Leases are classified as either finance leases
or operating leases. A lease is classified as a finance lease if any one of the following criteria are met: (1) the lease transfers ownership
of the asset by the end of the lease term, (2) the lease contains an option to purchase the asset that is reasonably certain to be exercised,
(3) the lease term is for a major part of the remaining useful life of the asset or (4) the present value of the lease payments equals
or exceeds substantially all of the fair value of the asset. A lease is classified as an operating lease if it does not meet any one of
these criteria. Substantially all our operating leases are comprised of office space leases and as of December 31, 2022 and 2021 we had
no finance leases.
For all leases at the lease commencement date,
a right-of-use asset and a lease liability are recognized. The right-of-use asset represents the right to use the leased asset for the
lease term. The lease liability represents the present value of the lease payments under the lease. The Company is currently leasing space
in four locations, Leesburg, VA, Arlington, VA, Minneapolis, MN and Hoboken, NJ, and we have recognized right-of-use assets and lease
liabilities accordingly.
The right-of-use asset is initially measured at
cost, which primarily comprises the initial amount of the lease liability, plus any initial direct costs incurred, consisting mainly of
brokerage commissions, less any lease incentives received. All right-of-use assets are reviewed for impairment. The lease liability is
initially measured at the present value of the lease payments, discounted using the interest rate implicit in the lease, or if that rate
cannot be readily determined, our secured incremental borrowing rate for the same term as the underlying lease. For our real estate and
other operating leases, we use our secured incremental borrowing rate. For our finance leases, we use the rate implicit in the lease or
our secured incremental borrowing rate if the implicit lease rate cannot be determined.

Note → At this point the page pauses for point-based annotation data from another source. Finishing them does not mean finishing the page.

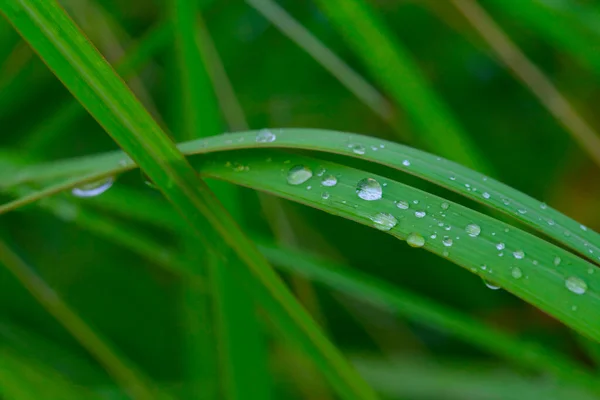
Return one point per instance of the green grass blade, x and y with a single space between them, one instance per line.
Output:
424 311
447 174
122 370
532 77
52 128
392 66
58 41
355 83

Lease payments included in the measurement of
the lease liability comprise the following: the fixed noncancelable lease payments, payments for optional renewal periods where it is
reasonably certain the renewal period will be exercised, and payments for early termination options unless it is reasonably certain the
lease will not be terminated early.
Lease expense for operating leases consists of
the lease payments plus any initial direct costs, primarily brokerage commissions, and is recognized on a straight-line basis over the
lease term.
Property and Equipment
Property and equipment are stated at cost or contributed
value. Depreciation of furniture, software and equipment is calculated using the straight-line method over their estimated useful lives,
and leasehold improvements are amortized on a straight-line basis over the shorter of their estimated useful lives or the lease term.
The cost and related accumulated depreciation of equipment retired or sold are removed from the accounts and any differences between the
undepreciated amount and the proceeds from the sale are recorded as a gain or loss on sale of equipment.
Net Loss Per Share:
Net loss per share is based on the weighted average
number of common shares and common shares equivalents outstanding during the period.